На дворе вечерело. Няня отправилась ставить самовар. Лиза стояла у окна. Заложив назад свои ручки, она глядела на покрывавшееся вечерним румянцем небо и о чем-то думала; а кругом тишь ненарушимая.
Бахаревский кабинет, в котором обитала Лиза после своего бегства, теперь снова не напоминал жилого покоя. В нем среди пола стоял уложенный чемодан, дорожный сак и несколько узелочков. Подушки, всегда покоившиеся на оттоманках, скинули свои белые рубашечки и, надев ситцевые капоты песочного цвета с лиловым горошком, лежали, как толстые барыни. Они своим глупо-важным видом говорили: «Прощайте; мы теперь путешественницы. На нас завтра сядут, и мы будем вояжировать, будем любоваться природой и дышать чистым воздухом».
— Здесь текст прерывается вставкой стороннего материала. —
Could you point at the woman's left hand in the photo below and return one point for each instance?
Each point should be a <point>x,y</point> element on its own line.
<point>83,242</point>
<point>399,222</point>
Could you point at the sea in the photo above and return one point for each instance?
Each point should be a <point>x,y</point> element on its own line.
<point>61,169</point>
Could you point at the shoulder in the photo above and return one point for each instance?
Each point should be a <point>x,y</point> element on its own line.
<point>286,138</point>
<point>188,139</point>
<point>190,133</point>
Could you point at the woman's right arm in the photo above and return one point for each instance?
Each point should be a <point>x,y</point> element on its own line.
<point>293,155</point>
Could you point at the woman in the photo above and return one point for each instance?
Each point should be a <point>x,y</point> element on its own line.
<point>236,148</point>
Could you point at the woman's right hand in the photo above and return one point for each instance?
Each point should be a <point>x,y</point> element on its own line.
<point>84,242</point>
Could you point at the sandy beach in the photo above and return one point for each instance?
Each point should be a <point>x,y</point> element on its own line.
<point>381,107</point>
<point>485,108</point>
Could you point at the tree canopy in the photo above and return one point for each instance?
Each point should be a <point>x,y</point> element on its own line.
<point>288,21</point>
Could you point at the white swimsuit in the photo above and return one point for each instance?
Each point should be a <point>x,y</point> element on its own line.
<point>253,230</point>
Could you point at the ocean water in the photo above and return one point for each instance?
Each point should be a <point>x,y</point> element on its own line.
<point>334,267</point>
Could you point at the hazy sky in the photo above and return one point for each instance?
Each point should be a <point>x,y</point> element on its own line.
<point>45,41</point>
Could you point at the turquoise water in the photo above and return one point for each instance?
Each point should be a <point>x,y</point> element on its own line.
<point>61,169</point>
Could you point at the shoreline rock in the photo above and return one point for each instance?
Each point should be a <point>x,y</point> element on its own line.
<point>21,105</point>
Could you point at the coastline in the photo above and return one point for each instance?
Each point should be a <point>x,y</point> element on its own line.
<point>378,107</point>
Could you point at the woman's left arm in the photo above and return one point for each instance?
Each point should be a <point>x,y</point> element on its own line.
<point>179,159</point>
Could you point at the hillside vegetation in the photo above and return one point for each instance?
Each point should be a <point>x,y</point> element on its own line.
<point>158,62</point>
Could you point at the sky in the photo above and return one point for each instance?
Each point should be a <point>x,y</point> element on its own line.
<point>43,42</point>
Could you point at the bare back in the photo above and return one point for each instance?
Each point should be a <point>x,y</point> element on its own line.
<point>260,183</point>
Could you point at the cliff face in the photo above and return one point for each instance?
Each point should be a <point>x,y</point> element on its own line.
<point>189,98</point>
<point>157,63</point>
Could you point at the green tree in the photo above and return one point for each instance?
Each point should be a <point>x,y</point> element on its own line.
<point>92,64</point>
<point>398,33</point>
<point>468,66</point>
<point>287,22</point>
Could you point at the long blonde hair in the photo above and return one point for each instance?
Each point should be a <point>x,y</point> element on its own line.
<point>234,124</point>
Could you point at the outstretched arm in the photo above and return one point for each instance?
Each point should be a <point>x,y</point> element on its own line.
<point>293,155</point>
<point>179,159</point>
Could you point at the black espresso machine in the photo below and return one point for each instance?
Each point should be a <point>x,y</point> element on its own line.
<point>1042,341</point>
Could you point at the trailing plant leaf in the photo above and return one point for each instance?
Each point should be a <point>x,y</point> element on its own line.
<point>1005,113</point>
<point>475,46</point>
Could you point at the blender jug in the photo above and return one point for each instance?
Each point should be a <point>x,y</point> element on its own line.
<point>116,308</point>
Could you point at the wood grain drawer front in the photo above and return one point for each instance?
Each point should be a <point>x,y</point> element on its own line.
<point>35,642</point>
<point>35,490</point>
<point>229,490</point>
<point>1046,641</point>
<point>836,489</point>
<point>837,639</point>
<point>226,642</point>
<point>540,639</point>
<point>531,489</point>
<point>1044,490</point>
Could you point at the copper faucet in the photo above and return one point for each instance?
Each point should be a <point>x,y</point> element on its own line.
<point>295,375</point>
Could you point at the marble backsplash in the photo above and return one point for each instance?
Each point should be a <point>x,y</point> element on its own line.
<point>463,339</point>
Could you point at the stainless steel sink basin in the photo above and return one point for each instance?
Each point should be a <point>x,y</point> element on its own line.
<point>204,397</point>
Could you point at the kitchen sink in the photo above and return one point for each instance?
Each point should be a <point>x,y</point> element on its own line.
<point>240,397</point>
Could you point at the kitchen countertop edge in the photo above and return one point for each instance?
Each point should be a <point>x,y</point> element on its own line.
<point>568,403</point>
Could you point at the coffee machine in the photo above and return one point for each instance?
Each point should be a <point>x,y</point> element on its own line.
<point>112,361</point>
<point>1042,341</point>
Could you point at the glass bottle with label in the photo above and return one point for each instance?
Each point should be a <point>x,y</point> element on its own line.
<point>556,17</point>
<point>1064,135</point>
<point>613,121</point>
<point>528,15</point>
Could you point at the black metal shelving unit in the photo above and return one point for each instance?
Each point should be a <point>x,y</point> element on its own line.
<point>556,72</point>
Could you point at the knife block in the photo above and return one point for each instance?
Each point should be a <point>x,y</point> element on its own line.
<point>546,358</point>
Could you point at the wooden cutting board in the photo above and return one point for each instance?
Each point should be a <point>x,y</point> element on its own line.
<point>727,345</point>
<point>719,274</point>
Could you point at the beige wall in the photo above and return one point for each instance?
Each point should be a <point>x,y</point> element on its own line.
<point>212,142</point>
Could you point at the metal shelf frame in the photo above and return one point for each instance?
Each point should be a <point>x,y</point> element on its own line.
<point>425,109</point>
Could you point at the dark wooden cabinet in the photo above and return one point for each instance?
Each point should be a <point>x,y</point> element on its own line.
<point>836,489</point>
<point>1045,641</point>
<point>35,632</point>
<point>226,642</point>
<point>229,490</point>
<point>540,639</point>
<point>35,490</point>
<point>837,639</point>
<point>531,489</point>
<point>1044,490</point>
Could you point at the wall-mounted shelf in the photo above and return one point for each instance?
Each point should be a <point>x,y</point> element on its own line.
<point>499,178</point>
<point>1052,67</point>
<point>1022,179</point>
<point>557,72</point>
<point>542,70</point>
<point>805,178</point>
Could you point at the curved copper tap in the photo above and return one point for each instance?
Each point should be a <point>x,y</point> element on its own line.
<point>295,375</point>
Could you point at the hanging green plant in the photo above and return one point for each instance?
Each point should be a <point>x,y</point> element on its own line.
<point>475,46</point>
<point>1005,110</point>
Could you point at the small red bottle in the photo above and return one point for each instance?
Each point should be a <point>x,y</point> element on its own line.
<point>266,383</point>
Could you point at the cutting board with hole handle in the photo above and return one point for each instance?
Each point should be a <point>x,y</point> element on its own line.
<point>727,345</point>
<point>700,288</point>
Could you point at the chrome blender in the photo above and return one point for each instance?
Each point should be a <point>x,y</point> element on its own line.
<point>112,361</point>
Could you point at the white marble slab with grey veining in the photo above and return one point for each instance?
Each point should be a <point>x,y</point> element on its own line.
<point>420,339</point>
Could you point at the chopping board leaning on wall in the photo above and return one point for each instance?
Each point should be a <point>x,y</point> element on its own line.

– Здравствуйте, Лизавета Егоровна! – сказал кто-то сзади погруженной в себя Лизы.
Девушка вздрогнула от нечаянности и оглянулась: перед нею стоял доктор.
– Вот сюрприз-то! – сказала она приветливо, протягивая ему свою руку.
– Что, вы уезжаете?
– Да, завтра еду к своим.
– Надолго?
– Я думаю, уж с ними вместе возвращусь. Как это вы догадались заехать?
– Ехал мимо из Лужков.
– Что, опять людей резали?
– Да, опять одного человечка порезал и зашил.
Доктор и Лиза рассмеялись.
– Как вы поедете? Дорог нет совсем. Я верхом на своей пристяжной, да и то совсем было и себя и лошадь утопил в зажоре за вашим садом.
– Да мне ведь по шоссе.
– И то правда. – Вы меня чайком напоите, Лизавета Егоровна?
– Как же, как же! Няня сейчас принесет самовар.
– Что это на вас за странный наряд?
– Как странный?
– Вы точно турчанка.
Лиза была в темном марселиновом платье, без кринолина и в домашней длинной меховой шубке с горностаевым воротником и горностаевой опушкой. Этот наряд очень шел к Лизе.
Она оглянула себя и сказала:
– Я завтра еду, все уложено: это мой дорожный наряд. Сегодня открыли дом, день был такой хороший, я все ходила по пустым комнатам, так славно. Вы знаете весь наш дом?
– Нет, всего не знаю.
– Хотите, пойдемте, пока еще светло. Я вам покажу свою комнату.
Солнце, совсем спускаясь к закату, слабо освещало бледно-оранжевым светом окна и трепетно отражалось на противоположных стенах. Одни комнаты были совершенно пусты, в других оставалась кое-какая мебель, закрытая или простынями, или просто рогожами. Только одни кровати не были ничем покрыты и производили неприятное впечатление своими пустыми досками.